I don't consider myself a Bush apologist, but I do wonder if there is valid reasoning here.

I don't think that dollars/person is necessarily a good metric to use here for funds allocation. The results certainly seem suspicious, but is there anything else at work here? For instance, infrastructure could be targetted instead of people. Could increased grants in Bumblefuck be specifically aimed at strenghthening nuclear power plant security, water supply security, or something like that?

I could totally believe that the redistribution is due to politics/incompetence as well.

Blogman said...

I wouldn't necessarily put the blame on Bush here, but I think one has to really question the DHS decision-making strategy.

I agree that the dollars per capita may be misleading but it's surprising that certain cities received increases in the face of an overall decreased budget.

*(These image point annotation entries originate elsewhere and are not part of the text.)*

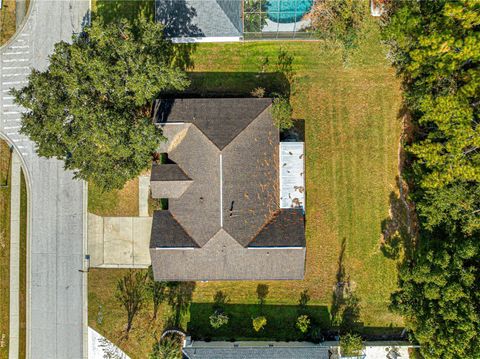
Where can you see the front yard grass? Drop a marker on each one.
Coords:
(5, 163)
(352, 133)
(116, 203)
(5, 156)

New York has been the site of two previous Al Qaeda attacks, and is full of financial infrastructure. Washington DC is full of both infrastructure and symbolic targets, as well as having a large population. Perhaps DC's numbers are somehow skewed by more money going to Maryland and Virginia?

Anyways, I actually think that the "risk throughout the nation" is overrated. Maybe that's naive, especially because it's hard to differentiate between paranoid and reasonably cautious, but I really think that the foreign terrorists are only interested in certain types of sites. As devestating as an infrastructure attack could be, the track record has been for terrorists to attack more symbolic sites.